Section 35 tax relief is retained

TAX relief for investment in the film industry has been retained for a further three years, though the amount of an investment…

TAX relief for investment in the film industry has been retained for a further three years, though the amount of an investment that can be offset has been reduced from 100 per cent to 80 per cent.

The decision to retain Section 35 film tax relief, due to expire in April, was welcomed by the industry. Mr Tommy McCabe, director of the Audiovisual Production Federation, said the high level of activity in the Irish film industry could continue.

Section 35 allows investors in film productions made in Ireland to deduct the cost of their investment from their taxable income. "Given the risky nature of film investments, such an incentive is necessary if investment is to take place," said Mr McCabe. However, he was disappointed to see restrictions in the tax relief down to 80 per cent of investment.

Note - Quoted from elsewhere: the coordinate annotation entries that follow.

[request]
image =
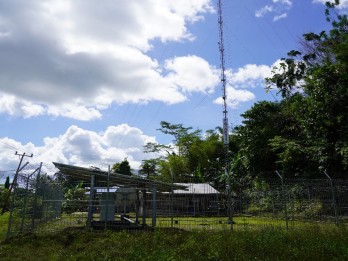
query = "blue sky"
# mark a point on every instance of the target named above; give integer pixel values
(88, 82)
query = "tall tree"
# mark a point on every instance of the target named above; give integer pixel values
(7, 183)
(320, 71)
(122, 167)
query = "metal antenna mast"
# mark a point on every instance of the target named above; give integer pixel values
(225, 113)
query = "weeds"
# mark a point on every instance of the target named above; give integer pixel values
(171, 244)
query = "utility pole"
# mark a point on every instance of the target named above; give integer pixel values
(14, 182)
(225, 114)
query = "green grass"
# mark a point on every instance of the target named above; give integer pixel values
(3, 225)
(175, 244)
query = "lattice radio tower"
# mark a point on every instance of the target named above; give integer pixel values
(225, 113)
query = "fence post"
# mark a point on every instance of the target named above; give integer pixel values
(171, 199)
(229, 198)
(35, 197)
(154, 205)
(90, 203)
(107, 200)
(333, 197)
(284, 200)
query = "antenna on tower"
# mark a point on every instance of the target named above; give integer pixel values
(225, 112)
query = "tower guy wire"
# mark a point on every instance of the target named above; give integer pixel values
(14, 182)
(225, 114)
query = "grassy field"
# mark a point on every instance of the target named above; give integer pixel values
(175, 244)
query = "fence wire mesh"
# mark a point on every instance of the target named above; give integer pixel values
(40, 203)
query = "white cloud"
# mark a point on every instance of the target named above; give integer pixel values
(264, 10)
(277, 7)
(246, 77)
(250, 75)
(82, 147)
(278, 17)
(235, 97)
(343, 3)
(192, 73)
(75, 58)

Other measures announced by Mr Quinn under Section 35 relief are clearly designed to aid indigenous production. Mr Quinn has left the annual investment limit for individual investors at £25 000 but has increased the corporate level to £2 million. He has also reduced from three years to one the holding period for the investment in film for capital gains tax purposes.

READ MORE

Section 35 has been the driving force behind the Irish film industry. Since it was amended two years ago, 35 per cent of all funding and 84 per cent of Irish funding for films came from Section 35 relief.

The decision to retain the Section followed a review of its workings by Indecon Economic Consultants. Its report noted the increase in film production since 1993, which it attributed to it.

Mr Quinn's measures include full retention of Section 35 in respect of 60 per cent of the cost of projects under £4 million to target those projects which offer higher employment potential and greater spending on Irish goods and services. The rest of the funding has to come from other sources.

Mr Quinn has also allowed for the retention of the incentive to attract higher budget films to Ireland to increase the skills of the Irish labour force and to reduce the cost to the Exchequer by reducing the amount of relief that can be raised for films with a budget over £4 million and by increasing the investor pool. Investors can dispose of their shares at the end of one year instead of three.

The Minister for Arts, Culture and the Gaeltacht, Mr Higgins, said progress could be made towards achieving a self sustaining level of film and television production which would serve to "greatly enhance our national culture".